=17= 12 =de aquellos que no coge un galgo=: ‘hard to catch,’ ‘elusive’ (lit. ’of those which a greyhound does not catch’).
=17= 16 =hacer diabluras=: ‘get into mischief.’
=17= 27 =si mas=, etc.: ’had not death been quicker to carry him off than he was to squander it’ (his fortune).
=18= 21 =a flote=: a common colloquialism for having enough to pay expenses.
=18= 28 =sepa=: for mood, cf. R. 910; K. 710; C. 109, 3.
=19= 5 =perogrulladas=: from the proverb “Las verdades de Perogrullo, que a la mano cerrada llamaba puno.”
=19= 8 =Montblanch=: a town seventeen miles northwest of Tarragona. The =raya=, of course, is a railroad. It appears by the map that the two places lack direct connection, the railroad trip from the one to the other being a roundabout one through Reus.
=19= 9 =el rio Francoli=: a small river that falls into the Mediterranean about one mile southwest of Tarragona.
=19= 21 =e=: R. 72; K. 653; C. 232, I.
=19= 28 =fisico=: agrees with =cultura= (fem.) =y bienestar= (masc.).
=21= 15 =_ergo tua rura manebunt_=: Vergil, Ecl. I, 47.
=21= 26 =bajo el punto de vista minero=: ’from the mining point of view.’
=21= 28 =dio lugar=: ‘gave rise’; cf. the English idiom ‘take place.’

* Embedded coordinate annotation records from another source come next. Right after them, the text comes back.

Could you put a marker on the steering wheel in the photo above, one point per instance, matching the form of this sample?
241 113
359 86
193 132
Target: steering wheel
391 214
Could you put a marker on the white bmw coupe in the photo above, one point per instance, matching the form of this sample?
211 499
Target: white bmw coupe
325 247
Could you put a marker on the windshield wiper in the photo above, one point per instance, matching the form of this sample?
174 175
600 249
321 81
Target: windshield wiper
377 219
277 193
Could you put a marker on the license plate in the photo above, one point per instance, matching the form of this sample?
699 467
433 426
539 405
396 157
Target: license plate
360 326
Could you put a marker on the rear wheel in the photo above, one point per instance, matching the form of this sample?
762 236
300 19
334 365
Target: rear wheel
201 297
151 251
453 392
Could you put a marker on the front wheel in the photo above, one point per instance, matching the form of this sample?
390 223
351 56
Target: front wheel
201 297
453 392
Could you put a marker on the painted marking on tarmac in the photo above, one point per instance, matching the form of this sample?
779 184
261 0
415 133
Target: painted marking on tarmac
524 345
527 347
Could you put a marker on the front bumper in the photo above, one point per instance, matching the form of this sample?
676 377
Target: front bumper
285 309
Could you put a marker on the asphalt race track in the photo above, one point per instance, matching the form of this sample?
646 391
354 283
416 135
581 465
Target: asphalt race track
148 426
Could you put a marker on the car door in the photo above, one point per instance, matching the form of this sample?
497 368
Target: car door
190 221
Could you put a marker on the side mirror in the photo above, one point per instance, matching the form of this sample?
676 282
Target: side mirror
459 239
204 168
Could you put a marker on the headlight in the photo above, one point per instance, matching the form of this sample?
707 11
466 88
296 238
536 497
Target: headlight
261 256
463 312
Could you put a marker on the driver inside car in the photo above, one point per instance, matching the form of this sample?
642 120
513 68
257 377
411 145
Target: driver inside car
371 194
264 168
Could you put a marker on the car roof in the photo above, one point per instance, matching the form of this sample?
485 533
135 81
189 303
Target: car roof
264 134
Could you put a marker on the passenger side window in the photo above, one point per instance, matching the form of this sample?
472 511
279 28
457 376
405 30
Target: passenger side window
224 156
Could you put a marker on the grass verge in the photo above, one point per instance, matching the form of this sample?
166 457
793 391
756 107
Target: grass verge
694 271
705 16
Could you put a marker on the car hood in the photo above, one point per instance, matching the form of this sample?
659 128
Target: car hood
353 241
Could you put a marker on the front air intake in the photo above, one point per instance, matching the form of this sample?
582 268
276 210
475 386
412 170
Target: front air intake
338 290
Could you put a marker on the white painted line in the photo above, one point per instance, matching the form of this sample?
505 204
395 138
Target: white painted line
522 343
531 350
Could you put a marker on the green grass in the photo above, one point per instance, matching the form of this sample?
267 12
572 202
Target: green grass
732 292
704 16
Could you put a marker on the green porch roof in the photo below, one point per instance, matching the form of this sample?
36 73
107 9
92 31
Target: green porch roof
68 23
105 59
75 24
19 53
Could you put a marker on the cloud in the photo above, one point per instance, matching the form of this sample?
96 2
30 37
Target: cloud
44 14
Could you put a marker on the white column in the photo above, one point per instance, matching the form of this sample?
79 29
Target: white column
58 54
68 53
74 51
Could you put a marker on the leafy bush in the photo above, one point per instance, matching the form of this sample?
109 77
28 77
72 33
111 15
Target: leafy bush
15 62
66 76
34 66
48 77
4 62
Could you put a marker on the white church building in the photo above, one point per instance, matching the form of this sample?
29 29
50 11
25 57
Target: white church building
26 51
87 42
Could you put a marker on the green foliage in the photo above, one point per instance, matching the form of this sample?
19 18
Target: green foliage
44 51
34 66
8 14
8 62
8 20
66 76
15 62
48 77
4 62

=21= 30 =noviazgo=: R., p. 498.
=22= 25 =mistificaciones=: Madrid edition =mixtificaciones=; a common misprint, since Spaniards pronounce =xt= as =st= (C. 5).
=22= 27 =gongorismo=: ‘Gongorism,’ a literary style, so called from the Spanish writer Luis de Gongora y Argote (1561-1627). This style, which is similar in many ways to the affected manner called in England Euphuism, and in France and Italy Marinism, was distinguished by its elaborate and artificial expression of ideas, and by its frequent substitution of mere play upon words for solid thought.

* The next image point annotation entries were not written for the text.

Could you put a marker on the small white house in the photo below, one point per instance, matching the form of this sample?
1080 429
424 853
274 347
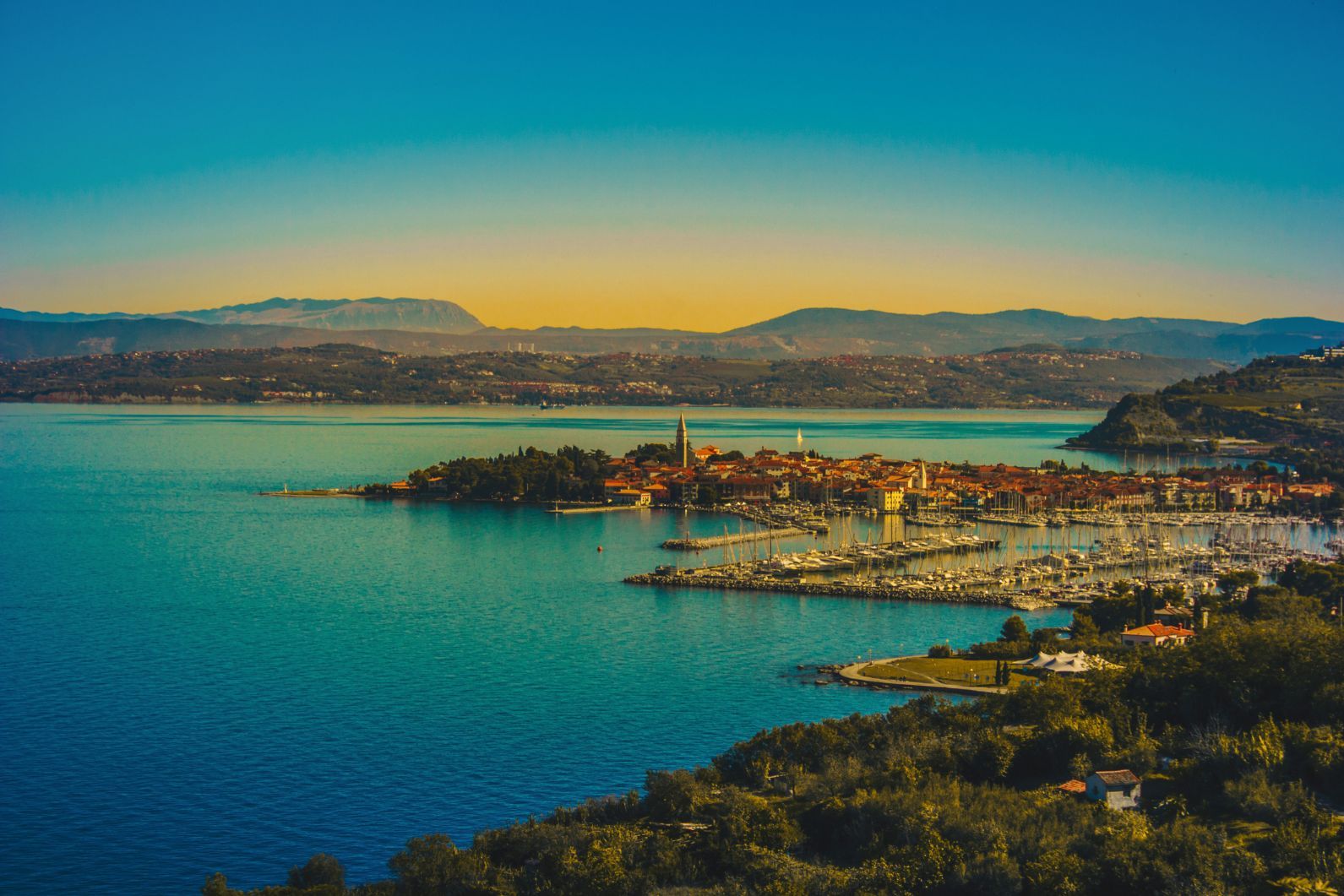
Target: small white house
1118 789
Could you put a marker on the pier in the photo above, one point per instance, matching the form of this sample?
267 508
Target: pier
719 540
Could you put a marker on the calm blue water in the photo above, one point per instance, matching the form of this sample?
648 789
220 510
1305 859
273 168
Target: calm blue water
199 679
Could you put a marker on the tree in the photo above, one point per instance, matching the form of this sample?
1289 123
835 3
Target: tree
1232 582
432 866
216 886
320 871
1014 630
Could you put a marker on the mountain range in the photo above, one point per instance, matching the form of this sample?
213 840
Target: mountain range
414 315
430 327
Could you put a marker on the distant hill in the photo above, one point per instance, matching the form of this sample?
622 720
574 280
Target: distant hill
950 332
1042 377
427 327
20 340
1291 406
413 315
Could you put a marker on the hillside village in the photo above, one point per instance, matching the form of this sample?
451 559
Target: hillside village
680 475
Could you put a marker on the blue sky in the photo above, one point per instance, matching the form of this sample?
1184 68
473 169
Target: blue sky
584 163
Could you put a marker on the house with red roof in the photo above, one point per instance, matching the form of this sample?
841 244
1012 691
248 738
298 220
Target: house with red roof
1155 636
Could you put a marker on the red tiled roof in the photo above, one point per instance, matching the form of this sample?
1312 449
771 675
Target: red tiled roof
1159 630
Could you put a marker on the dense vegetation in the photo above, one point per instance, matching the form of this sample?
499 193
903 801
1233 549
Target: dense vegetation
1239 738
1292 404
569 475
1032 377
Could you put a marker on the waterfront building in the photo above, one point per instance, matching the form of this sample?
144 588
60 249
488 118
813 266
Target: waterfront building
682 449
884 498
1155 636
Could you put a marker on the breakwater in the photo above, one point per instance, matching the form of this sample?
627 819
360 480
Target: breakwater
719 540
867 590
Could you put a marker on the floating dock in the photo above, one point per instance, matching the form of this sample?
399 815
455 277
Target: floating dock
719 540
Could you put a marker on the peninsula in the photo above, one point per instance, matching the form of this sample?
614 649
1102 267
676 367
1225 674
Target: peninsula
1289 407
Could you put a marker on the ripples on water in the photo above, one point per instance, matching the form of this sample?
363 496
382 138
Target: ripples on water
199 679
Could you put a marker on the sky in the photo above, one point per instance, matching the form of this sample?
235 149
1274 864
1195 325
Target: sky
691 166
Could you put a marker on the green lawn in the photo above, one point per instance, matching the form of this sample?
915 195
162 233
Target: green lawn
953 672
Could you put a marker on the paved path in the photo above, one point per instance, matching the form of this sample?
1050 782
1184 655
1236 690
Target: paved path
854 672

=23= 16 =las herraduras=: ‘the horses’ shoes.’
=24= 7 =cuya=: ‘which,’ or ‘the which.’ This use of =cuyo= for =el cual= is pronounced improper by the best grammarians (e.g. Andres Bello, Gramatica Castellana, ed. Cuervo, section 1050). It is said to be of notarial origin. Many excellent writers, however, employ it, and it is very common in conversation.
=24= 30 =_saudades_=: almost untranslatable Portuguese word, derived from the Latin solitas, ‘loneliness.’ It has come in Portuguese to mean the melancholy that arises from introspection and the vague yearnings of unsatisfied sentiment. The German Weltschmerz expresses a somewhat similar idea.
=24= 33 =Enriqueta, Julia=: conventional names of heroines of novels. Not Spanish in tone. By comparing a list of eminent men in Spain with a similar list in the United States it will be seen that saints of the Church furnish about two thirds of the Christian names in Spain, about one third here; for women’s names the contrast is still greater. Many Spanish women’s names that do not look like saints’ names are attributes of the Virgin; e.g. Rosario for Our Lady of the Rosary.